Got a text from my mom yesterday: “What kind of tampons do you use? Sport or regular?”
Me: “I have approximately 252 tampons right now, thanks to the 4 boxes you recently sent me. I won’t need any more until 2020.”
Mom: “But they’re on sale. And they don’t go bad. Do you need regular or super?”
There’s no reasoning with this woman. No matter how much or little matter my uterus can expunge each month, she has a coupon. And in all fairness, there’s a good chance that I’ll need some tampons in a little while. And about a month after that. Then maybe 28 days later. I’m seeing a pattern in this.
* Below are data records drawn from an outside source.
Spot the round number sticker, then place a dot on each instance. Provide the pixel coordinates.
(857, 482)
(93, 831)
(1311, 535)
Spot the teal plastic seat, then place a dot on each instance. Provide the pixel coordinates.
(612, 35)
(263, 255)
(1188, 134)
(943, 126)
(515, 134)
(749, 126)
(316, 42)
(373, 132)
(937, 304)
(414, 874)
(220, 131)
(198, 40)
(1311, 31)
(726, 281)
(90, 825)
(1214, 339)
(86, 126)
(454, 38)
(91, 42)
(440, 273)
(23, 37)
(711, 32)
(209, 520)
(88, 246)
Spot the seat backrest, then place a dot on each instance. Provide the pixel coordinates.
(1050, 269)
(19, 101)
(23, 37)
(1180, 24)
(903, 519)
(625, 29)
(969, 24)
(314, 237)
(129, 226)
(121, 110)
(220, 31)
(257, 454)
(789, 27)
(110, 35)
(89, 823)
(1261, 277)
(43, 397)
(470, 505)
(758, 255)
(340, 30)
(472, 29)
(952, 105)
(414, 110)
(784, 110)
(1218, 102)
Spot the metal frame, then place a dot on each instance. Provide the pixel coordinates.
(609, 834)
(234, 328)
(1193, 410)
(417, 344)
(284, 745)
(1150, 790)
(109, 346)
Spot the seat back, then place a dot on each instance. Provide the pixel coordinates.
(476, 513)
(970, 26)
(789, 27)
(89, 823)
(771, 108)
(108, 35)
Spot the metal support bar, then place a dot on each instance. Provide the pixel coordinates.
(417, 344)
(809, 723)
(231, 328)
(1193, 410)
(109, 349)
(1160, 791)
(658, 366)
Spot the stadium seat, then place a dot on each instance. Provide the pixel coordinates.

But in all seriousness, one of the reasons I got to writing this post is because I came across an organization called ZanaAfrica today. They have a thing called the Pad Project. Many girls in Kenya end up missing days of school or dropping out entirely due to lack of funds for sanitary pads. “
ZanaA has found a long-term and holistic solution to this problem, which is to establish a sustainable business creating locally-produced, environmentally-safe sanitary pads in Kenya while advocating for greater policy support of girls.” They are educating women by selling them feminine products. Who would have thought?!
For some fun, go to their website to take a quiz where you can answer 25 interesting questions related to the history of menstruation.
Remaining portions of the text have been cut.